Banks lent to each other at an average interest rate of 1.71 percent last Friday, the lowest point since March 2011, driven by improved liquidity and comfortable reserves position.
Data from Central Bank of Kenya (CBK) covering the lead up to Friday showed that daily interbank rate was on a declining trend, sending the average to 3.74 percent.
“The money market was liquid during the week ending January 10, partly due to government payments, which offset tax payments in the week,” said the CBK.
The average number of interbank deals remained relatively stable at 20 compared to 21 in the previous week, while the average interbank volumes traded fell to Sh10.1 billion from Sh12.1 billion, according to CBK.
Genghis Capital analysts further linked the decline in average interbank rate to the opening of schools for the first term.
“The average interbank rate declined…supported by the high government payment and the cyclical school fee payment flowing through the banking system,” said the analysts in a note.

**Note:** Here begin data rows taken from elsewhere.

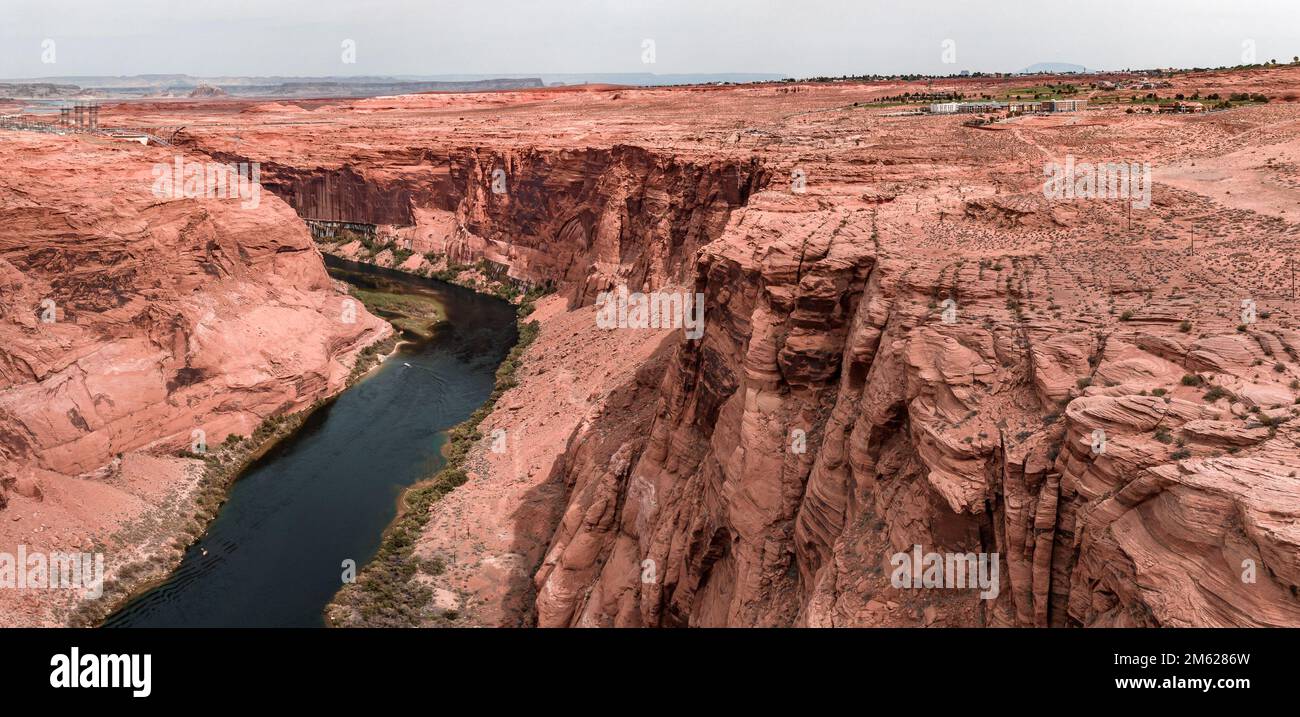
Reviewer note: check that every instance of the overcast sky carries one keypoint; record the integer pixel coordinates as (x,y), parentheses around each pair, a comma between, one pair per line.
(797,38)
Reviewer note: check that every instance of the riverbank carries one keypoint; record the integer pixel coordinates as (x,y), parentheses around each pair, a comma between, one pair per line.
(190,509)
(386,592)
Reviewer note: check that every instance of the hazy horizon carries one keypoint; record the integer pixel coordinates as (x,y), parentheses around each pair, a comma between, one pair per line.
(389,38)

Total interbank volume increased marginally by 4.08 percent to Sh50.44 billion. Standard Investment Bank (SIB) said the rise was partly because there was a New Year’s holiday the previous week and partly due to increased liquidity.
“As a result of increased liquidity in the market following government payments, the average inter-bank rate dipped by 179 basis points week-on-week to a seven-week low of 3.74 per cent,” said SIB.
Over half (Sh6.85 billion) was borrowed at between one per cent and 1.5 per cent signaling improved liquidity position. Commercial banks’ excess reserves stood at Sh17.3 billion in relation to the 5.25 percent cash reserves ratio (CRR) requirement, giving banks a comfortable position.
Prior to last week’s performance, the last time weekly average fell below three per cent was in in June 9, 2016 when it stood at 2.59 per cent.